Luke and Matthew have gathered in their respective Gospels some of Jesus’ words that without doubt remain deeply engraved in the minds of his closest followers. They easily could have been words that were used while Jesus moved about with his disciples through the Galilean villages, asking for something to eat, seeking friendly faces, or knocking at a neighbor’s door.
They probably didn’t always receive the answer they wanted, but Jesus doesn’t give up. His trust in the Father is absolute. His followers should learn to trust as he does: «So I say to you: Ask, and it will be given to you; seek, and you will find; knock, and the door will be opened to you». Jesus knows what he’s saying since such is his experience: «everyone who asks, receives; everyone who seeks, finds; everyone who knocks will have the door opened».
If there’s something that we need to relearn about Jesus in these times of crisis and confusion in his Church, is trust. Not as a naïve attitude of someone sitting around waiting for better times. Even less so a passive and irresponsible posture, but rather a more evangelical and prophetic behavior of following Jesus the Christ right here and right now.

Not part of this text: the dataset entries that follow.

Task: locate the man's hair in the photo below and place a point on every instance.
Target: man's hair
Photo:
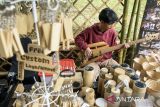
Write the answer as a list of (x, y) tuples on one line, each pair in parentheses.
[(108, 16)]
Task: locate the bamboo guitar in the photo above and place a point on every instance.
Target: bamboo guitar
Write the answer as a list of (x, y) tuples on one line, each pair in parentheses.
[(100, 48)]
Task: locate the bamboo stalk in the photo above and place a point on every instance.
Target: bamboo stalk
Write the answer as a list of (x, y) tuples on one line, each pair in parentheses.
[(131, 26), (137, 26), (124, 28)]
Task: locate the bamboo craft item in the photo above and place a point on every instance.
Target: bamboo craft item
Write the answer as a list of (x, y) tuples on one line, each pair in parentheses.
[(139, 89), (124, 28), (117, 72), (21, 66), (108, 86), (55, 37), (131, 26), (3, 45), (116, 93)]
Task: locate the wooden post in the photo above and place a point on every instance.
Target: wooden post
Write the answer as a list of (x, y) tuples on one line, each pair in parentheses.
[(131, 26), (124, 27), (137, 25)]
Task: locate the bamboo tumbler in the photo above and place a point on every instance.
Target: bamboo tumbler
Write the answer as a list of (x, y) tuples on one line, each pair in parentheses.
[(100, 81), (90, 96), (139, 89), (116, 93), (127, 93), (88, 76)]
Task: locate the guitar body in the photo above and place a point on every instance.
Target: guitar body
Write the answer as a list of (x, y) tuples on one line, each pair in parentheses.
[(100, 48)]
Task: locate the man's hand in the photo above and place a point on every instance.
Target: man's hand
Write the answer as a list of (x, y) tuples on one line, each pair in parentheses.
[(126, 45), (88, 52)]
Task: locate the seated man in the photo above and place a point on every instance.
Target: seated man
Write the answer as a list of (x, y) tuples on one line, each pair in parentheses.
[(100, 32)]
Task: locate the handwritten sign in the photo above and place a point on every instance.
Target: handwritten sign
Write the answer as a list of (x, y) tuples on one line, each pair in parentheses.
[(36, 49), (21, 66), (38, 63)]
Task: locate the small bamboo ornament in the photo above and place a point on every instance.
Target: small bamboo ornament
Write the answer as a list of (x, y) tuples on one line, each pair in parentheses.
[(90, 96), (18, 42), (59, 83), (139, 89), (108, 76), (108, 86), (21, 66), (20, 88), (46, 27), (127, 91), (118, 71)]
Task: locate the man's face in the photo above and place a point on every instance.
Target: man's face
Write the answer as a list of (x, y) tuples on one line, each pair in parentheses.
[(106, 26)]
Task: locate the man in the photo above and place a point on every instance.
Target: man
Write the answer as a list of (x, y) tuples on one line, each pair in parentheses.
[(102, 31)]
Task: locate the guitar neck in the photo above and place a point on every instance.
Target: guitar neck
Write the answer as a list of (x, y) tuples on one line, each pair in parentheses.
[(106, 49)]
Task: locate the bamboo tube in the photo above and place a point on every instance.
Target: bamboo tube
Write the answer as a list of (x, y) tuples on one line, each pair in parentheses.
[(90, 96), (3, 45), (88, 76), (18, 42), (124, 28), (116, 93), (131, 26), (137, 25)]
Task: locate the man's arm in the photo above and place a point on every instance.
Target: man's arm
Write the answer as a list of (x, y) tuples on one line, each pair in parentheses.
[(80, 40)]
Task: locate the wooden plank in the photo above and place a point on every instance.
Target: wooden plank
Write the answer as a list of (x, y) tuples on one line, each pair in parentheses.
[(68, 25), (18, 42), (21, 23), (46, 27), (42, 39), (38, 63), (8, 37), (55, 37), (21, 66)]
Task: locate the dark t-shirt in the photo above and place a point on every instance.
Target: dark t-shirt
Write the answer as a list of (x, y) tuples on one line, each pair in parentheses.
[(93, 34)]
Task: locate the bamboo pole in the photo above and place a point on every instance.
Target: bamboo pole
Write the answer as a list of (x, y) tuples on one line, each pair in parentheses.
[(131, 26), (124, 28), (137, 27)]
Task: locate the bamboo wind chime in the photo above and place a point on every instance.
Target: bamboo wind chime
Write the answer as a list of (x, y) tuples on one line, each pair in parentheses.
[(127, 34), (9, 37)]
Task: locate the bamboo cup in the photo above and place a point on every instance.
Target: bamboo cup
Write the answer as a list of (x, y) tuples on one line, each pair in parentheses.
[(116, 93), (118, 71), (90, 96)]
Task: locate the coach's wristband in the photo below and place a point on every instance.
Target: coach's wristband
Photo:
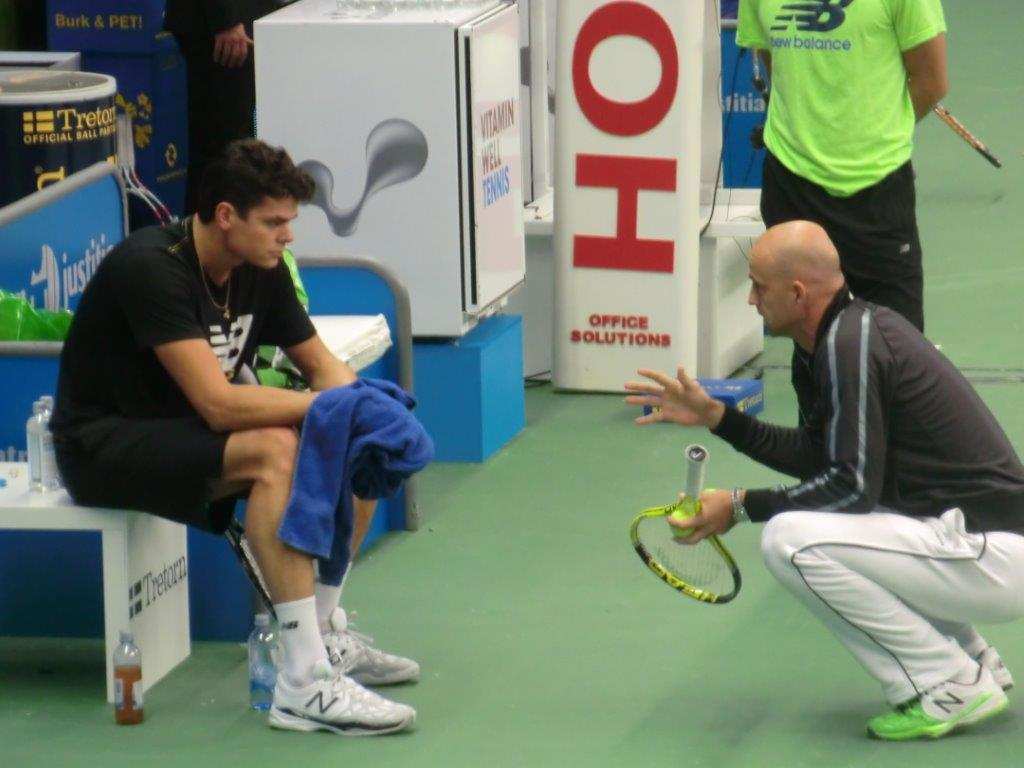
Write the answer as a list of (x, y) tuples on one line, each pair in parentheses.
[(738, 510)]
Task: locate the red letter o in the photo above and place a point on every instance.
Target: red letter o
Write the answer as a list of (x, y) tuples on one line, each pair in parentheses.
[(625, 118)]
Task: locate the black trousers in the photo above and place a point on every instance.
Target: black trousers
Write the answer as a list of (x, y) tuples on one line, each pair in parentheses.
[(876, 233), (221, 105)]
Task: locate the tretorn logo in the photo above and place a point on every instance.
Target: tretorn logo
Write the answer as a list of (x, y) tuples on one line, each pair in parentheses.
[(817, 15)]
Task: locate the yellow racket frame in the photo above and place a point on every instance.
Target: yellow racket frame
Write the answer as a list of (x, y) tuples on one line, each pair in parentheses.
[(671, 579)]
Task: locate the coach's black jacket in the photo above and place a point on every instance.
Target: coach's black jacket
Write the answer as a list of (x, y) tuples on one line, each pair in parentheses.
[(893, 424), (204, 18)]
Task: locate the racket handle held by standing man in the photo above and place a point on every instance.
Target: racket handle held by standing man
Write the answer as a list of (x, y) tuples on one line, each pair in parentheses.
[(946, 117)]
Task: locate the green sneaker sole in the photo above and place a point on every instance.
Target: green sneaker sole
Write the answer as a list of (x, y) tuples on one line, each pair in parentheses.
[(939, 728)]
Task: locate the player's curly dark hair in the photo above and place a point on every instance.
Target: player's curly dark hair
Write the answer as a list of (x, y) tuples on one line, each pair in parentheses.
[(248, 172)]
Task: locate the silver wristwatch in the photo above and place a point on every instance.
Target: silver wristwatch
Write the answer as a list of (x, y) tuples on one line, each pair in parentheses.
[(738, 510)]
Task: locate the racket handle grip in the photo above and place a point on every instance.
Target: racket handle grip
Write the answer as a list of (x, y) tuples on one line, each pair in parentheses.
[(696, 465)]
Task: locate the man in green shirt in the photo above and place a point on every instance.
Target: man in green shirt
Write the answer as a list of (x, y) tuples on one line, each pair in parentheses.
[(850, 79)]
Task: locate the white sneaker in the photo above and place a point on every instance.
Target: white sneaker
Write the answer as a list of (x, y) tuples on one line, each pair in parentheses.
[(337, 704), (989, 658), (351, 653)]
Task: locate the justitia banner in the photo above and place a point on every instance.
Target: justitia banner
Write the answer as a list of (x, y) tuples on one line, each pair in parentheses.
[(627, 188)]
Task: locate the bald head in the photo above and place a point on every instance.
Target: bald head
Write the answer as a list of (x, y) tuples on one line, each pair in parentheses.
[(799, 251)]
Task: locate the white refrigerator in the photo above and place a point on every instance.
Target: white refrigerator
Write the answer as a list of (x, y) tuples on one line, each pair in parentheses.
[(410, 123)]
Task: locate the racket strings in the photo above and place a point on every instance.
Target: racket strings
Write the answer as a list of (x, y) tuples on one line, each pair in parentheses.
[(699, 565)]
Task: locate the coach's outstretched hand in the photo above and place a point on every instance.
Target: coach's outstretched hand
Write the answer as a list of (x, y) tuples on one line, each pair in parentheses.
[(681, 399)]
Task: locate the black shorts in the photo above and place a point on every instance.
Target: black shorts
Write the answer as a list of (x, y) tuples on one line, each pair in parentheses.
[(875, 230), (162, 466)]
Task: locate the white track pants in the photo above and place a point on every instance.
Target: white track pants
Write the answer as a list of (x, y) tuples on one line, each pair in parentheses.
[(899, 592)]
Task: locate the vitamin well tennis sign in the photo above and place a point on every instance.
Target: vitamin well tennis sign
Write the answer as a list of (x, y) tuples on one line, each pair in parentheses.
[(627, 188)]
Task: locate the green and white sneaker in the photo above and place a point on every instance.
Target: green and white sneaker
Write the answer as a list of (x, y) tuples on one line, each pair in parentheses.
[(940, 710), (990, 659), (352, 653)]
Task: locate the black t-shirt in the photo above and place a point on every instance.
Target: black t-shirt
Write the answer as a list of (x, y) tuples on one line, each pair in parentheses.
[(150, 290)]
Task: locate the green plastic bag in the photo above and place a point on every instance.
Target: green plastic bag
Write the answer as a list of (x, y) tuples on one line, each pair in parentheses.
[(22, 322), (284, 375)]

In fact, though his three invitations point toward the same basic attitude of trust in God, his language suggests diverse nuances.
«Ask» is the proper attitude of the poor who need to receive from another what they can’t get by their own effort. Thus did Jesus imagine his followers: as men and women who are poor, conscious of their frailty and extreme poverty, without any indication of pride or self-sufficiency. It’s not a disgrace to live in a Church that is poor, weak and deprived of power. What’s deplorable is to try to follow Jesus today by asking of the world a kind of protection that can come to us only from the Father.
«Seek» isn’t just asking. It’s more: get going, step out to reach something that is hidden from us because it’s covered or concealed. Thus Jesus sees his followers: as «seekers of God’s Reign and God’s justice». It’s normal to live today in a Church that is confused in the face of an uncertain future. What’s strange is that we don’t mobilize ourselves to seek together new paths to sow the Gospel in our modern culture.
«Knock» is to make a loud noise for someone to whom we don’t feel close to, but we believe can listen to and attend to us. Thus Jesus shouts out to his Father in the loneliness of the cross. It’s understandable that today we find blocked the faith of not a few Christians who learned to talk about, celebrate and live faith in a pre-modern culture. What’s sad is that we don’t push ourselves more to learn to follow Jesus today, shouting out to God from the contradictions, conflicts and questions of the world we live in.